So I mentioned that before Fire Emblem Warriors, Musou characters tended to be homogeneous in capability and differentiated mainly by various trade-offs. One interesting trade-off is demonstrated by what I like to call the Shazam character - one who is normally weak, but has a transformation that makes them very powerful.

Musou games commonly have three levels of attacks. First are the combos triggered by hitting the weak and strong attack buttons in various patterns. Next are the special attacks - you gradually earn charges for these as you deal and receive damage but can only store a few. They vary between characters but are usually short-range high-damage area attacks. Finally, there’s Rage mode (that’s its name in mainline Dynasty Warriors; it gets called other things in other games). A meter fills as you perform critical hits or successful combos or similar, and when it’s full you can enter Rage, which causes the meter to drain but makes you significantly more powerful until it runs out (and it’s usually capped off with a special attack). So, you might use normal combos on fodder enemies, special attacks on officers, and Rage mode on heroes.

Young Link in Hyrule Warriors and Tiki in Fire Emblem Warriors have comparatively weak combos, but have especially powerful Rage modes - Young Link puts on the Fierce Deity Mask and Tiki transforms into a dragon. So the primary way to maximize these characters' effectiveness is to spend as much time in Rage mode as possible - and to help with that, these characters (and only these characters, I believe) have the ability to spend special attack charges to refill the Rage meter.

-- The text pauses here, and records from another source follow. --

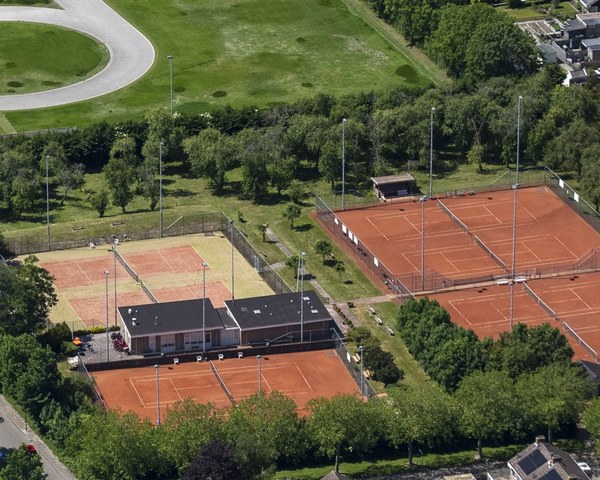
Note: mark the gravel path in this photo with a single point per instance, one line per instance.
(131, 53)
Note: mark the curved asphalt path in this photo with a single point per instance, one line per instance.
(131, 54)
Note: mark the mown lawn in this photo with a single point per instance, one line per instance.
(42, 57)
(242, 52)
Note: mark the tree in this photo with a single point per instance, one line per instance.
(97, 447)
(554, 395)
(28, 372)
(263, 429)
(22, 464)
(419, 413)
(487, 406)
(26, 297)
(591, 420)
(187, 428)
(215, 461)
(99, 201)
(340, 269)
(120, 171)
(323, 248)
(211, 155)
(343, 424)
(263, 227)
(291, 212)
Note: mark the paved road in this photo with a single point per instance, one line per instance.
(13, 434)
(131, 54)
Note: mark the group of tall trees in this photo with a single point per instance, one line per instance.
(273, 147)
(473, 41)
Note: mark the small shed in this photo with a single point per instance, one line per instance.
(392, 186)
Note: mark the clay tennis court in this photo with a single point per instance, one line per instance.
(170, 267)
(301, 376)
(486, 311)
(549, 233)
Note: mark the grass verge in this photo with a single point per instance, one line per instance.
(43, 57)
(230, 52)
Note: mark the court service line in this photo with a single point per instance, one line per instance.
(580, 299)
(530, 251)
(567, 248)
(137, 393)
(304, 378)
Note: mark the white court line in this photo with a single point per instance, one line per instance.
(304, 378)
(581, 299)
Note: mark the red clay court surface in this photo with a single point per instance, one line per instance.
(76, 273)
(218, 292)
(183, 259)
(549, 233)
(486, 310)
(301, 376)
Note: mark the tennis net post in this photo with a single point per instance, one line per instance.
(221, 382)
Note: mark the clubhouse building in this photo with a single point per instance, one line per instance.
(190, 325)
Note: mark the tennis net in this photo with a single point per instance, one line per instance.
(491, 254)
(220, 380)
(540, 302)
(127, 267)
(454, 218)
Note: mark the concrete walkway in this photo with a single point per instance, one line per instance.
(131, 53)
(14, 432)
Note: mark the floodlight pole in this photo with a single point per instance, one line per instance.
(344, 163)
(107, 342)
(204, 265)
(114, 245)
(422, 200)
(47, 202)
(362, 378)
(160, 186)
(431, 154)
(258, 358)
(302, 297)
(156, 367)
(515, 188)
(170, 59)
(232, 265)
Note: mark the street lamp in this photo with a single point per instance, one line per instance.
(107, 342)
(344, 163)
(156, 367)
(160, 186)
(232, 266)
(515, 188)
(422, 200)
(204, 265)
(258, 358)
(302, 297)
(47, 202)
(431, 153)
(362, 378)
(170, 59)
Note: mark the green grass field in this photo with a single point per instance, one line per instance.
(43, 57)
(242, 52)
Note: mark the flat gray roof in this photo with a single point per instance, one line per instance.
(404, 177)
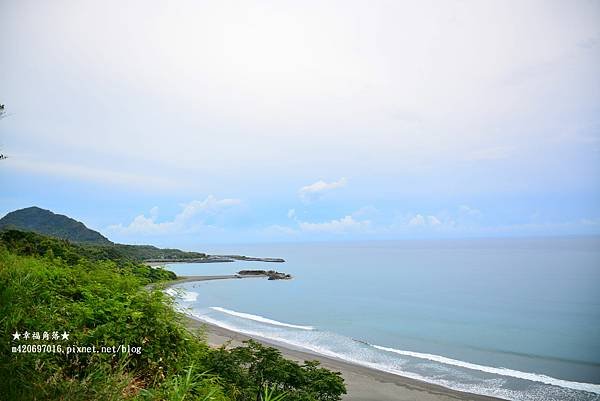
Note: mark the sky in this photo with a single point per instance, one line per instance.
(182, 123)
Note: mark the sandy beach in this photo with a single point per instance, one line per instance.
(363, 384)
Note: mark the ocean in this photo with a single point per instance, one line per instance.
(513, 318)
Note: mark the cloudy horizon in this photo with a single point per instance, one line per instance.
(184, 123)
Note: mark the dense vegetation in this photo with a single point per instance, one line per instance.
(48, 285)
(45, 222)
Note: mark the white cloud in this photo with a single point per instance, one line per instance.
(315, 190)
(492, 153)
(191, 218)
(469, 211)
(345, 224)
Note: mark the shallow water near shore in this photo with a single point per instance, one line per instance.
(517, 319)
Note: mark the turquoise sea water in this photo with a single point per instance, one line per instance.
(517, 319)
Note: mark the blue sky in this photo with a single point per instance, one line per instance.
(184, 123)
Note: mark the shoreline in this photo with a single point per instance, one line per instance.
(362, 383)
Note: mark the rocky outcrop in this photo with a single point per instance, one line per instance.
(271, 274)
(251, 258)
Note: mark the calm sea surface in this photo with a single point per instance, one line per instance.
(517, 319)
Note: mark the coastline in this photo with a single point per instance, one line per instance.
(363, 383)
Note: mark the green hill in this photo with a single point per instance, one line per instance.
(55, 225)
(45, 222)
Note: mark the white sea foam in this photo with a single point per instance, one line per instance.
(259, 318)
(592, 388)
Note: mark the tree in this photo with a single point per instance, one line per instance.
(2, 115)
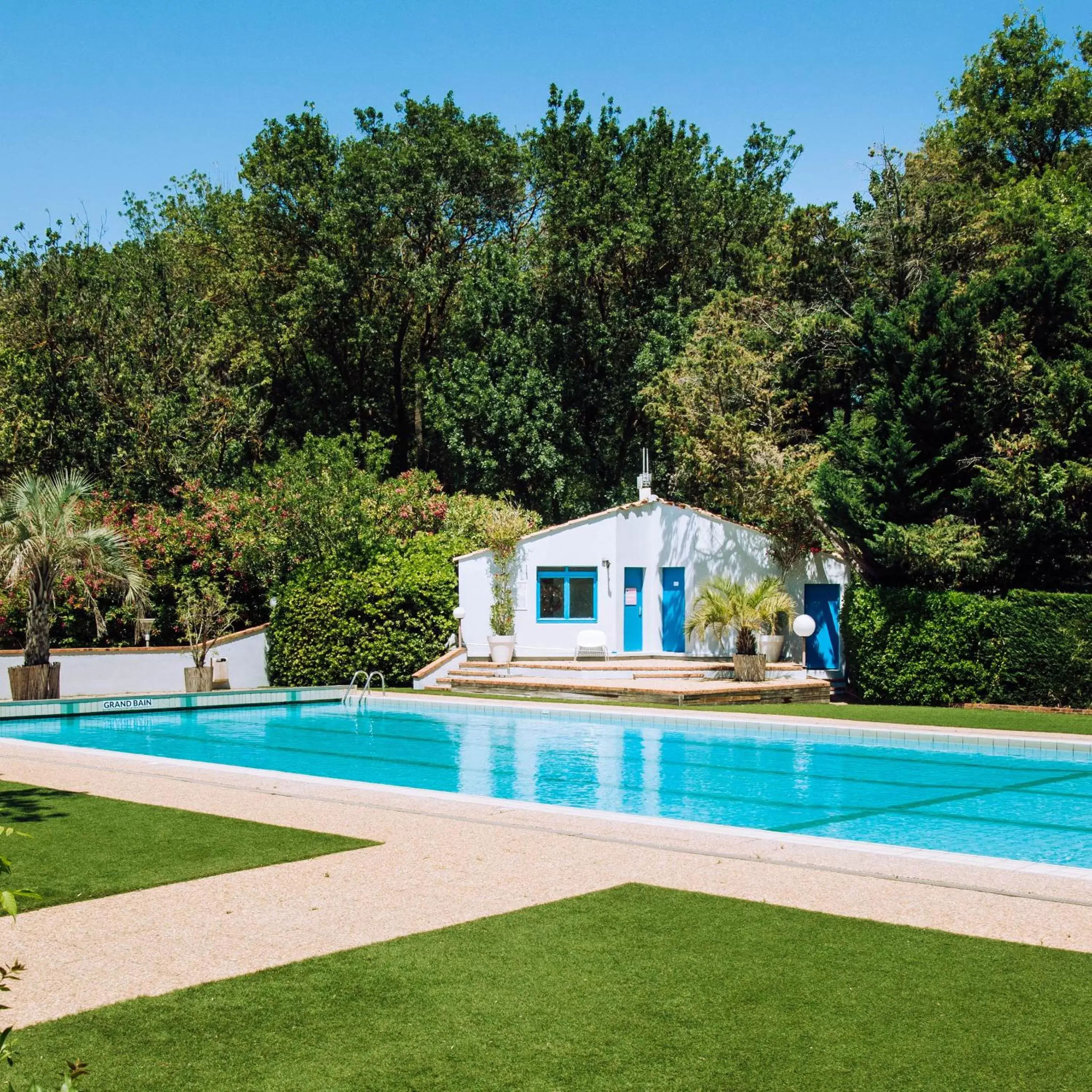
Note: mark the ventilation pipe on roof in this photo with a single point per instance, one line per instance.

They’re still fairly awkward to use in the early-to-mid-game, but if you invest in them and get the right upgrades and weapon skills, by the late game they can basically spend entire missions in Rage mode, making them extremely powerful.

This is hardly the first game to make characters with this sort of dynamic, but it occurred to me that this is very much the sort of thing you can only do in non-competitive games. If these games had versus modes, you’d basically have to ban Young Link and Tiki or they would dominate high-level play. But in single-player or even cooperative games, it’s actually okay to have this kind of imbalance. It creates interesting experiences, giving players a chance to invest in characters that then “break” the game - which in that context can be satisfying and fun.